Maar, laten wij het opnieuw hebben over Adolf Barbeaux. Na zijn ambt te hebben uitgeoefend te Tubeke, werd hij naar Gembloers overgeplaatst. Gembloers bezat een doorgangsstation waarvan het belang in het oog sprong bij de aanblik die men van op de perrons kreeg; onderlinge kruising van de inritsporen, “rooster” genaamd, seinhuizen zo hoog als uitkijkposten op de hoeken van een krijgsgevangenenkamp, kandelaarseinpalen, lichtmasten, loopbrug voor voetgangers... Het stationsgebouw bood geen mooie aanblik... Het was geenszins aantrekkelijk en zag er uiterst stijf uit en ontdaan van alle weelde (over het utilitarisme hadden onze voorgangers trouwens een opvallend eigenaardige opvatting). In dit zwartberookt station, dat bijna voortdurend door vlokkige, witte of donkere rookwolken omhuld was, sleet de ouwe Marcel een gedeelte van zijn jeugd. ’s Avonds werden onder het glazen afdak langs het hoofdgebouw van het station petroleumlampen opgehangen. Deze armzalige klaarte verlichtte de stofferige, met roet bedekte muren. Het gaf een sombere aanblik... maar men was er zodanig aan gewend dat het niemand opviel. De treinen denderden voorbij in een dwarreling van stoom en met een hels lawaai. Louter op het gehoor wist men vanwaar ze kwamen, hoe laat het was en hoe lang en zwaar ze waren. Enkele tijd vóór de trein aangekondigd werd, stroomde de wachtzaal vol met mensen van alle slag van wie de enen een welsprekend stilzwijgen bewaarden en de anderen in een nietszeggende woordenkramerij vervielen. Alle stations zijn kruispunten. Het wel van de enen ontmoet er het wee van de anderen. En, als de zaalwachter plots de deur naar het perron opende, hoevelen traden op dat ogenblik geen nieuwe lotsbestemming tegemoet? Wanneer dan de laatste reizigerstrein weg was en zijn rode lantaarn verzwonden in de snelheid van de snorrende trein, trad er een ogenblik van verpozing en kalmte in. De klerk sloot zijn loket en zodra hij weg was, zag Adolf Barbeaux nog tal van dingen na: deuren, lampen, stoven, enz. Gedurende de nacht werd de stilte soms verstoord door een goederentrein die als het ware een kortstondige aardbeving verwekte.
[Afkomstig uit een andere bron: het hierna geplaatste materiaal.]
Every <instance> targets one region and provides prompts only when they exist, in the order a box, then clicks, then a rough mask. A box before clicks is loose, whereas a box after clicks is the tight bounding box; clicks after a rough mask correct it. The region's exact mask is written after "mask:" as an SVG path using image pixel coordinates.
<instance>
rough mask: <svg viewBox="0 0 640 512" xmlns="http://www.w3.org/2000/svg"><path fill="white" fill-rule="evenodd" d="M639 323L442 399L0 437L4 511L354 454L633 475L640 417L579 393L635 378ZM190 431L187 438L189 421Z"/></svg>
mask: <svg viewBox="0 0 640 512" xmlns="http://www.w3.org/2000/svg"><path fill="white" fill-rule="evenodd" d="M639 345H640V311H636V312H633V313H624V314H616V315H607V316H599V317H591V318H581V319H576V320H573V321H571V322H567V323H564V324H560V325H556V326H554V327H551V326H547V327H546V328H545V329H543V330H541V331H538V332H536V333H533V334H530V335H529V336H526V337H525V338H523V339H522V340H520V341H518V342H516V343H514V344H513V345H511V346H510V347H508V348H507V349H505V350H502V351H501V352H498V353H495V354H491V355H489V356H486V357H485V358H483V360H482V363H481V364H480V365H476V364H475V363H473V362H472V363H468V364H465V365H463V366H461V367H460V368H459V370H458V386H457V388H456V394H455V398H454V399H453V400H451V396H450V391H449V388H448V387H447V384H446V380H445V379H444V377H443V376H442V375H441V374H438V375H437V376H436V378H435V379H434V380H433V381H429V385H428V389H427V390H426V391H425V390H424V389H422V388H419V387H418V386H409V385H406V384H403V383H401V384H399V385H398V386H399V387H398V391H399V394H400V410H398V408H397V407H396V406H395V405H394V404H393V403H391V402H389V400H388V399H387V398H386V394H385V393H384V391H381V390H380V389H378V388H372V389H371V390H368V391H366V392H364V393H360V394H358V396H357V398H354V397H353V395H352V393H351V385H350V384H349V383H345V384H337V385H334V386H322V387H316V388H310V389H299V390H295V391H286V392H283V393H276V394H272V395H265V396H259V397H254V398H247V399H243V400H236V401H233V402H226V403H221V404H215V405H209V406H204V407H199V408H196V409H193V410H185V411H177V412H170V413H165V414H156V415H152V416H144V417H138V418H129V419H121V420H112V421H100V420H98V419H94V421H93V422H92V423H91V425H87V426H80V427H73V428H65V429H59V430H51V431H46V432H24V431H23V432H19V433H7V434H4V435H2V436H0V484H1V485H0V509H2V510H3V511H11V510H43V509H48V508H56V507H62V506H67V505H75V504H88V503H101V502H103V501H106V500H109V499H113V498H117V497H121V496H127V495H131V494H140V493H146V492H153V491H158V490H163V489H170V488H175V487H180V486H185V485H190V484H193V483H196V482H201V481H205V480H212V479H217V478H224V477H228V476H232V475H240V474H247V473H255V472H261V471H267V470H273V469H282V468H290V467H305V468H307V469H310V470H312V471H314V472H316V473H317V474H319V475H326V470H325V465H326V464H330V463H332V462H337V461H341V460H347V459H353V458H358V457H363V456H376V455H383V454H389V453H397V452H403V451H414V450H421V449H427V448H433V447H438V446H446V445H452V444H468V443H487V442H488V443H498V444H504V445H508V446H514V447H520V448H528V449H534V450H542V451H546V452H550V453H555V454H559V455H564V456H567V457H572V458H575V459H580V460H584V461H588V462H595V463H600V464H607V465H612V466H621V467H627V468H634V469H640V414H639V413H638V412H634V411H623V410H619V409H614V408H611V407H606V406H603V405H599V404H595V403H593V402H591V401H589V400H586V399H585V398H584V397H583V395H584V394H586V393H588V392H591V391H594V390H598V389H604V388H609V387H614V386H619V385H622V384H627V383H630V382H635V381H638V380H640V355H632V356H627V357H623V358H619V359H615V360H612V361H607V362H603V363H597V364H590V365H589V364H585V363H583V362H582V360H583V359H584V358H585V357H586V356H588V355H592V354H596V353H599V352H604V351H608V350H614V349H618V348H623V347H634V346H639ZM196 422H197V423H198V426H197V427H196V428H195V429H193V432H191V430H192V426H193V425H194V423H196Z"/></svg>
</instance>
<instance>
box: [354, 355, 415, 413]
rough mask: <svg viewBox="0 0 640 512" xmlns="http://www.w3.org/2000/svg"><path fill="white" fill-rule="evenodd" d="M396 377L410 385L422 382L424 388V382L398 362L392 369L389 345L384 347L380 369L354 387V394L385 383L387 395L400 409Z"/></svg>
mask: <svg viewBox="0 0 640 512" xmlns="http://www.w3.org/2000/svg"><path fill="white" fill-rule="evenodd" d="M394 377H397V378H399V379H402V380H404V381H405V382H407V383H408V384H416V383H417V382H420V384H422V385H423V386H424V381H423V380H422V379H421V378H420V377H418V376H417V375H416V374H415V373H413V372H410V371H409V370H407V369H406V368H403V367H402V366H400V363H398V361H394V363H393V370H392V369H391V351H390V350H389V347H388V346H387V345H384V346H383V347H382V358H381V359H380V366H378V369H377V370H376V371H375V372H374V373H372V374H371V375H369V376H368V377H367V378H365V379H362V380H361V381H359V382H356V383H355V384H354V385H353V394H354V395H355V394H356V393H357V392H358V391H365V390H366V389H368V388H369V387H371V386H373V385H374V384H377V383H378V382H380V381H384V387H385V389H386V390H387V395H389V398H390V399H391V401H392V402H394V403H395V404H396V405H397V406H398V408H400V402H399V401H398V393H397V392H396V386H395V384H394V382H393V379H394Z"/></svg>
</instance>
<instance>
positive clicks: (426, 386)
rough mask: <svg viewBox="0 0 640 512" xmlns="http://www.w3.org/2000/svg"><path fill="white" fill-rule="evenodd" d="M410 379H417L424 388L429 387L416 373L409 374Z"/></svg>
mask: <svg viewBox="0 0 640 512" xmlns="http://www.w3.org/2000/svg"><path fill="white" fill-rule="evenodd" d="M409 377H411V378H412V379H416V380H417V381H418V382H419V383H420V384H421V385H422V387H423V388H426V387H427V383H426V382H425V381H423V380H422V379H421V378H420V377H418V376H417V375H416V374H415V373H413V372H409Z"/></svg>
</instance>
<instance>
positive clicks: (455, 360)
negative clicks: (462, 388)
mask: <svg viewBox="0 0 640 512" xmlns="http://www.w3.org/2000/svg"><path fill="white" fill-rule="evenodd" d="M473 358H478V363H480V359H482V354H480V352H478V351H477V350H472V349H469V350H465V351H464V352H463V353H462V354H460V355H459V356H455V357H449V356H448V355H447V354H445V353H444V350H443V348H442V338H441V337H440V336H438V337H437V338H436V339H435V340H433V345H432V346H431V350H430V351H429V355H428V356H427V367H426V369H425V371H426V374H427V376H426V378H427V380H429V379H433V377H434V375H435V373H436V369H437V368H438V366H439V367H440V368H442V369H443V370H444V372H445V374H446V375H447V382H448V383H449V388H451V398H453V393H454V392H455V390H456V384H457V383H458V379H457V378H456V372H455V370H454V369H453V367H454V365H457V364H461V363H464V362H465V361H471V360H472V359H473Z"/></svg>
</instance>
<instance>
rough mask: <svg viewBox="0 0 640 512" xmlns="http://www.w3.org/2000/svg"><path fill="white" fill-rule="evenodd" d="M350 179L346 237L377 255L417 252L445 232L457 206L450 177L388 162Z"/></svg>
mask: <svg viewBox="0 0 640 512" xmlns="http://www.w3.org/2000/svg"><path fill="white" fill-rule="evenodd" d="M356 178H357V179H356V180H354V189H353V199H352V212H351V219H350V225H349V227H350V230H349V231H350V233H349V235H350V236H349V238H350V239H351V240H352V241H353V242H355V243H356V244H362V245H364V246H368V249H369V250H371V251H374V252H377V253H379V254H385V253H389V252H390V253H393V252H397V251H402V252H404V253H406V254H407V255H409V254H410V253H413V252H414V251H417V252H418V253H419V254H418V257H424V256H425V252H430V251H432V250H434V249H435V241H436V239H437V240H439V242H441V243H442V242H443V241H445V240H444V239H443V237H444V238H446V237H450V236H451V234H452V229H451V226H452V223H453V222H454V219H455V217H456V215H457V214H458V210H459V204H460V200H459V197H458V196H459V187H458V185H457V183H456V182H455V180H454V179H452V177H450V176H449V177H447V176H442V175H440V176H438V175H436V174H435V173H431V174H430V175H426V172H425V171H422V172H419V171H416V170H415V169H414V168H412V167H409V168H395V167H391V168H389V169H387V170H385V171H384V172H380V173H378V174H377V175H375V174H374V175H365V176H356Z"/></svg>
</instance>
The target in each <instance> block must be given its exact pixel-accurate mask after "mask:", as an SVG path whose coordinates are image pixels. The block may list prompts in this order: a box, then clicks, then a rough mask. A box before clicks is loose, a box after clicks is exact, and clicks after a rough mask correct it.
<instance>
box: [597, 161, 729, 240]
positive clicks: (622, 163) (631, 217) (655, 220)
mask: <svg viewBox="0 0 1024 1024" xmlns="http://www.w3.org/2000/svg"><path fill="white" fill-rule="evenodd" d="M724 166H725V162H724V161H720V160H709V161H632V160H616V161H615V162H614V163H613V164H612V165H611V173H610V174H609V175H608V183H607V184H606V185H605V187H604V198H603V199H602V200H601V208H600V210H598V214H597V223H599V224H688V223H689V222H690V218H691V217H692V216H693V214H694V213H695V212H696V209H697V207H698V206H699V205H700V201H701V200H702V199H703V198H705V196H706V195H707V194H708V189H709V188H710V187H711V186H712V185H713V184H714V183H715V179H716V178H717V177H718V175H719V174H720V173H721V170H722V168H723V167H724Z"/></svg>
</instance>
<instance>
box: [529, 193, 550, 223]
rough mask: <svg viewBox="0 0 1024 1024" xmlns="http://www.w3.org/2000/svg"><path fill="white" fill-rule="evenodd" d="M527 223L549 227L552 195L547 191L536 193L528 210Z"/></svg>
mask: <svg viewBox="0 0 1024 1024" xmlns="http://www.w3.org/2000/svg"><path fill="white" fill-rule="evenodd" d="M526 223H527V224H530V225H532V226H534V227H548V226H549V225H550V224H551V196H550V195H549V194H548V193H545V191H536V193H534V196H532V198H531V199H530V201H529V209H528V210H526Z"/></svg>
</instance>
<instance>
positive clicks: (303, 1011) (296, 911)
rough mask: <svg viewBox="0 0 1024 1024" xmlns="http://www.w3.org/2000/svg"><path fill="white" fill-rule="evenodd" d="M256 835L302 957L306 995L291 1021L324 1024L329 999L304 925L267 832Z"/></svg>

Bij het oproepen van deze herinneringen uit zijn kinderjaren, werd de ouwe Marcel weemoedig. Op zekere dag zegde hij mij: “Het leven in de stations is somber. Heeft mijn vader, die van zijn beroep hield, dit wel ooit bemerkt? Altijd welgezind, maakte hij grapjes met de ene, lachte hij tegen de andere en liet hij zich nooit overstelpen door de duizend en één beslommeringen van elke nieuwe dag. Sommigen denken dat het ambt van stationschef een gemakkelijk baantje is. Verre vandaar. Een stationschef staat immer op de bres. Hij loopt steeds in het gareel. Heel wat zaken hangen van hem af, van hem alleen. Het onvoorziene beloert hem. Een bel rinkelt. Een telefoontje kondigt plots een ongeval aan, een vertraging of een ongelegen dienstwijziging. Soms moeten, in allerijl, schikkingen getroffen worden. Om het hoofd te kunnen bieden aan alle moeilijkheden die zich kunnen voordoen, moet de stationschef blijk geven van initiatief en een beslissing kunnen treffen... een wel doordachte beslissing... binnen de dertig seconden. Mijn vader had een kostbare troef in handen. In de meest uiteenlopende omstandigheden kon hij zijn zenuwen bedwingen en zijn kalmte bewaren. Ik heb dat eens ondervonden toen een locomotief van een reizigerstrein ontspoord was te Saint-Denis-Bovesse. Zij versperde de sporen en verhinderde alle verkeer. Onmiddellijk moesten alle maatregelen getroffen worden om elk verkeer stil te leggen. Op dat tijdstip bestond er nog geen centrale dispatching. De verantwoordelijkheid van de chefs was ontzaglijk groot. Maar hun eergevoel had dezelfde verhoudingen. Mijn vader heeft eenvoudigweg het hoofd geboden aan al de moeilijkheden waarmee zijn loopbaan bezaaid was. Hij was een held, zonder het zelf te beseffen...”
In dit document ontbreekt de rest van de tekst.